No era porque desconfiara de la inspección que había hecho la gente del capitán Navarro, sino porque registrar a fondo un coche no es fácil y siempre vale más que lo hayan hecho catorce ojos en lugar de diez. En cualquier caso, no sacamos nada de nuestra búsqueda. Todo estaba limpio. El coche seguía oliendo a nuevo, y daba una impresión algo desoladora mirar un objeto tan costoso que había quedado sin dueño antes de haber llegado casi a tenerlo. El viudo podría revenderlo sin más merma económica que el impuesto de matriculación, porque con ocho mil kilómetros estaba mejor que recién salido de fábrica.
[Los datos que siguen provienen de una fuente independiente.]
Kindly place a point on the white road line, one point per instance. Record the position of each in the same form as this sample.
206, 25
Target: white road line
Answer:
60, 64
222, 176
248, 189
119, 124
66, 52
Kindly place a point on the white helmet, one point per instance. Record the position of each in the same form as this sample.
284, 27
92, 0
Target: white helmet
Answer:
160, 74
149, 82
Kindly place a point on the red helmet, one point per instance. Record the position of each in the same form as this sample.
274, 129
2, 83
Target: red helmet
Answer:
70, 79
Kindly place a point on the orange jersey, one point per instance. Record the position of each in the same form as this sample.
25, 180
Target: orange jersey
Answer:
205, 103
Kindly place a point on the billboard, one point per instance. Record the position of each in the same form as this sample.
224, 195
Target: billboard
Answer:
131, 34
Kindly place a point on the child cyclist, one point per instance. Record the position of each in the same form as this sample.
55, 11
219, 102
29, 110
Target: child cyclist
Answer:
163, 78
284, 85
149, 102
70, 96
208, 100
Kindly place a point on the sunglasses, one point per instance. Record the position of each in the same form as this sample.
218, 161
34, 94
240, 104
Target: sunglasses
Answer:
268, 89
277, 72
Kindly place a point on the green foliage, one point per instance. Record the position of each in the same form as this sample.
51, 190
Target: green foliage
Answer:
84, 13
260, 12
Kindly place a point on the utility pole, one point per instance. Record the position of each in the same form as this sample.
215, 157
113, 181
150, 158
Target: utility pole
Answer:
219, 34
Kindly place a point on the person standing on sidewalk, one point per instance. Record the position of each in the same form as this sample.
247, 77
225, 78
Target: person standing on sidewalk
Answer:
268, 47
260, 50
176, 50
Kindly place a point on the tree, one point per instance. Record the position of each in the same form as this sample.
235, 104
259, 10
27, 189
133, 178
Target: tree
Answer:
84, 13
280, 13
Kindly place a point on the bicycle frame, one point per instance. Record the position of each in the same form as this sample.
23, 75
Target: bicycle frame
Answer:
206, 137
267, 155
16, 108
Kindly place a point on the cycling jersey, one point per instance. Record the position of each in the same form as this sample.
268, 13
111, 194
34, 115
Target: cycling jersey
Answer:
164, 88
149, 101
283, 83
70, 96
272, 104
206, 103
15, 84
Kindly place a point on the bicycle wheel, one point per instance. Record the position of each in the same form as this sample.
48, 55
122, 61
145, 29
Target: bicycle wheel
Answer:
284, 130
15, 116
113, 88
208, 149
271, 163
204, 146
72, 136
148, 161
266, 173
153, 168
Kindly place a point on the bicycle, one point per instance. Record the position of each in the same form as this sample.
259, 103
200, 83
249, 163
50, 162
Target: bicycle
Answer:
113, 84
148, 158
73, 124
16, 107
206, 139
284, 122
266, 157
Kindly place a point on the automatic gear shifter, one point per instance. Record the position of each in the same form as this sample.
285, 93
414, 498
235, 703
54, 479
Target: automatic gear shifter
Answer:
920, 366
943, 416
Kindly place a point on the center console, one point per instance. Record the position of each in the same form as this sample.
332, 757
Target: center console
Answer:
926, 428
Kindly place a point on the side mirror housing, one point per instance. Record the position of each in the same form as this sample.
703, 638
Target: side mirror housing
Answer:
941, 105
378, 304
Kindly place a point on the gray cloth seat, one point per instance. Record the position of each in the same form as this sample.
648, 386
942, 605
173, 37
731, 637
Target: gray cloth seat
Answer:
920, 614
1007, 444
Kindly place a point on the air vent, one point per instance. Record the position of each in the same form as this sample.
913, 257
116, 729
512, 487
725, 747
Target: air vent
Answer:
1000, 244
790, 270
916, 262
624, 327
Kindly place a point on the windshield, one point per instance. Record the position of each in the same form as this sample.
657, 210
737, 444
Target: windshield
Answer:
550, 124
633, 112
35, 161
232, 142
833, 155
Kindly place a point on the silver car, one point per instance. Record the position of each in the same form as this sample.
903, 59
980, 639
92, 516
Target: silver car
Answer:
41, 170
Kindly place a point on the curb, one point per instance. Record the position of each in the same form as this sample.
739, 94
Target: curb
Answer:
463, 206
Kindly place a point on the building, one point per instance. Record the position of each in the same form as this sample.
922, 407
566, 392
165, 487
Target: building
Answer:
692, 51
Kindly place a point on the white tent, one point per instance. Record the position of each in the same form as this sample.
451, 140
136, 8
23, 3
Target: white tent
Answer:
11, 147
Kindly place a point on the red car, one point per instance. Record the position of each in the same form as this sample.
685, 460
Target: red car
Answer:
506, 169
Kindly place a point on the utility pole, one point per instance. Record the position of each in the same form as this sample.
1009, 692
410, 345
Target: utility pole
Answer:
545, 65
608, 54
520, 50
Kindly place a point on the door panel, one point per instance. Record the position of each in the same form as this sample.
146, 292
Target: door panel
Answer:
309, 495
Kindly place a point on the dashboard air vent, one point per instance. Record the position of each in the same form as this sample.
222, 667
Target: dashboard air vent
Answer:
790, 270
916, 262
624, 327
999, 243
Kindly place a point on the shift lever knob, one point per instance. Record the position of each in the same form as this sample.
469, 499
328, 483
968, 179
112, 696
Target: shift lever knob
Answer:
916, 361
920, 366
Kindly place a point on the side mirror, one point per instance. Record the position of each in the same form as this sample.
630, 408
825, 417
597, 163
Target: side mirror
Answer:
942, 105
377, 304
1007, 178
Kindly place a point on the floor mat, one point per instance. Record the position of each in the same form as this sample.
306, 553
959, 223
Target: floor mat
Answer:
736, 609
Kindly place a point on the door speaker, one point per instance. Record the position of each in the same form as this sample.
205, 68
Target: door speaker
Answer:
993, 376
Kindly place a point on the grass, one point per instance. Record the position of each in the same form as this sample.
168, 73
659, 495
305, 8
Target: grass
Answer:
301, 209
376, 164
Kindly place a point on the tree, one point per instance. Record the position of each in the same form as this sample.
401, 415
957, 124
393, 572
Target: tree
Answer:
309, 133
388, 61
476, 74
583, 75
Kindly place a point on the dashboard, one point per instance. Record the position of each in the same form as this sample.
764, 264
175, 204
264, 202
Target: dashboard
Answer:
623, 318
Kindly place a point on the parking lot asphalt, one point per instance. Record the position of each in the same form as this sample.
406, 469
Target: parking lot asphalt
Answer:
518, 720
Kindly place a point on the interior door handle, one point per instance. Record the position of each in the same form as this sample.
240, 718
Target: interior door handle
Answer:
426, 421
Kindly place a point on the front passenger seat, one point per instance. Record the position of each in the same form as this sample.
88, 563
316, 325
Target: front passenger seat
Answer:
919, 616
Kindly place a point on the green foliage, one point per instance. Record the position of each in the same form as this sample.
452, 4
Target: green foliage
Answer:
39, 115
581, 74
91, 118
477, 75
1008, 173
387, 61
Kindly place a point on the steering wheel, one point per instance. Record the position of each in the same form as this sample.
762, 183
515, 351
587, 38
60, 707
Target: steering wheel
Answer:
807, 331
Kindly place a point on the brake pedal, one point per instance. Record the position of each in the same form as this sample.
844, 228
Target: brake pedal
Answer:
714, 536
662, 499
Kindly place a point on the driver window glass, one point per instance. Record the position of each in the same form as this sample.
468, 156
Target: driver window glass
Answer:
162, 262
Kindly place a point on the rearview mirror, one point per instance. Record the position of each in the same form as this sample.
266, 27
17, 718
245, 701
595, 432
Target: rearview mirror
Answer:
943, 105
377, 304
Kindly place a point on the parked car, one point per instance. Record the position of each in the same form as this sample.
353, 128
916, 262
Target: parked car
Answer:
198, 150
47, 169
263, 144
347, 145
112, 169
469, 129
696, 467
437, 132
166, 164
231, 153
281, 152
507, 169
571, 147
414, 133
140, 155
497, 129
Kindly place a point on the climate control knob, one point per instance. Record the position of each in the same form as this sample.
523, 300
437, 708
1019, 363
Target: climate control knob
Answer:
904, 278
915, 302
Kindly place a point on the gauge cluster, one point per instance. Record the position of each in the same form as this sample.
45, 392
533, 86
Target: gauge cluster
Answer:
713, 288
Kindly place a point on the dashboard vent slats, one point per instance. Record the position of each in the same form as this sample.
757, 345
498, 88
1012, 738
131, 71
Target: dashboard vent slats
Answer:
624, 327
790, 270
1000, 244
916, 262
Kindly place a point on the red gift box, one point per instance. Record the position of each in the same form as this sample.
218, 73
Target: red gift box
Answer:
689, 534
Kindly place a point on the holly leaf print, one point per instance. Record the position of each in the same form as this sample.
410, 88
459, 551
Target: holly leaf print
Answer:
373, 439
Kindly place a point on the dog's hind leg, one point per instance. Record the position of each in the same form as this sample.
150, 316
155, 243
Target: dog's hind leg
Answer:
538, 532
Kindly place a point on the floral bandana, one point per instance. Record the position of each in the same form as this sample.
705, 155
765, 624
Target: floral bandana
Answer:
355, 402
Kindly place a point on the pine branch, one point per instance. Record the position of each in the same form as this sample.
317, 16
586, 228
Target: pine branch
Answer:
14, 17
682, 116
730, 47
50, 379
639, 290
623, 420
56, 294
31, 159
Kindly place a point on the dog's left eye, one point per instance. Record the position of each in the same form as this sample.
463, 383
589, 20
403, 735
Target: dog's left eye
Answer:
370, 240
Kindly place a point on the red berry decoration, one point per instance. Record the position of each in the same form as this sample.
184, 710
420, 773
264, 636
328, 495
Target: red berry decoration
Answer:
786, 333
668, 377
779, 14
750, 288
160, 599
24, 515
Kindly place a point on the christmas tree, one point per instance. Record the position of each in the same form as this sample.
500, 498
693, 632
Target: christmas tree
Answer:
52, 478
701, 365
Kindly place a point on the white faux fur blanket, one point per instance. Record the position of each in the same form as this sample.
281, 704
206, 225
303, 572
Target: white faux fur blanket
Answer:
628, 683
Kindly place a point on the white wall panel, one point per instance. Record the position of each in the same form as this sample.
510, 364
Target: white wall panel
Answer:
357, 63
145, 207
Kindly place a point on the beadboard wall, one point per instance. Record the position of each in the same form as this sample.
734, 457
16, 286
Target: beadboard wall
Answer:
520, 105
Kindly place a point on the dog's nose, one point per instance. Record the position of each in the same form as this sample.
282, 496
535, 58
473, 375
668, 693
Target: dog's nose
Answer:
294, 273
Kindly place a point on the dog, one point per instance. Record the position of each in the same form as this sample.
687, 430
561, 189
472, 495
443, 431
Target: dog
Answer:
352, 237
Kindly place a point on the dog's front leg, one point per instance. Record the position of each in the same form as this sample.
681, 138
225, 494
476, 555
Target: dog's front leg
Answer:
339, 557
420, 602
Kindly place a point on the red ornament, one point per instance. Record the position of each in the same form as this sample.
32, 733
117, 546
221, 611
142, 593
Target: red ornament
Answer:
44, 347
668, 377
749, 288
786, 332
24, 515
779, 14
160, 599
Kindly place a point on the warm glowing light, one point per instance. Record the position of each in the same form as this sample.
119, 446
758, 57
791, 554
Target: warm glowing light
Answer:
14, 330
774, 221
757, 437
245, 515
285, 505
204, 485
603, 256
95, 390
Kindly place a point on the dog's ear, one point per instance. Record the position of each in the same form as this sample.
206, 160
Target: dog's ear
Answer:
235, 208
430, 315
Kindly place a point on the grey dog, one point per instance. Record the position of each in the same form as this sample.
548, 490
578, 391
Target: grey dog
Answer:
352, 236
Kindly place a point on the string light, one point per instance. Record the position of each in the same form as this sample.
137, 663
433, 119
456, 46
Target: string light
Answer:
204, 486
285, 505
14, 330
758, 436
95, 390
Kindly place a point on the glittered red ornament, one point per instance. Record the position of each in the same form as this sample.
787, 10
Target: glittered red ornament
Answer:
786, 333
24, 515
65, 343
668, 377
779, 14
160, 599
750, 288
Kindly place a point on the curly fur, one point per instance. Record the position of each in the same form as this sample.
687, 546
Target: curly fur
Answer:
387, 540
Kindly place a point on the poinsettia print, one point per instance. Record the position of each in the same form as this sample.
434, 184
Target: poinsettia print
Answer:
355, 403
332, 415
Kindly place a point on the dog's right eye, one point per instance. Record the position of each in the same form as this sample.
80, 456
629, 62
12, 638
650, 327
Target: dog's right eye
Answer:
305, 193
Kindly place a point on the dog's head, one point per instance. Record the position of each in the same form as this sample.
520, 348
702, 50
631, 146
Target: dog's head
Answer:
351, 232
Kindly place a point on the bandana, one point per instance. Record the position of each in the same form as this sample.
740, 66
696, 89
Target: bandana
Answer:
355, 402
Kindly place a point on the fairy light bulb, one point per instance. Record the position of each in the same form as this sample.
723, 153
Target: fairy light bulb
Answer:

Luego Chamorro y yo hicimos una inspección detenida de la distribución de la casa, las ventanas, las puertas, los accesos. Como nos habían dicho los nuestros, no mostraban el menor signo de violencia. La hipótesis con la que debíamos pues manejarnos era que quien fuera había accedido a la parcela por la única entrada abierta en el muro que la circundaba (o bien lo había saltado sin ser visto) y a la casa por una de sus dos puertas. Esto último, salvo que se las hubiera arreglado para abrir alguna ventana sin romperla, o hubiera aprovechado que alguna estuviera abierta, en cuyo caso luego había tenido cuidado de cerrarla. La distancia que había desde la carretera se salvaba por un camino asfaltado, y en la parcela se penetraba por una senda también pavimentada que desembocaba en un aparcamiento de grava compacta. Si el asesino, como parecía a esas alturas probable, no había venido con Neus, sino por su cuenta y en otro vehículo, no íbamos a disponer de huellas de neumático para atestiguarlo. Una lástima, porque identificar un coche ayuda sobremanera en el seno de nuestra civilización, en la que el automóvil es la expansión natural (y una de las principales) de la personalidad del individuo que lo conduce. Cuando uno tiene controlado el coche del sospechoso, aunque sólo sea el modelo que es, empieza a saber mucho de él, y a nada que le sonría un poco la fortuna, puede echarle el guante con no demasiado esfuerzo.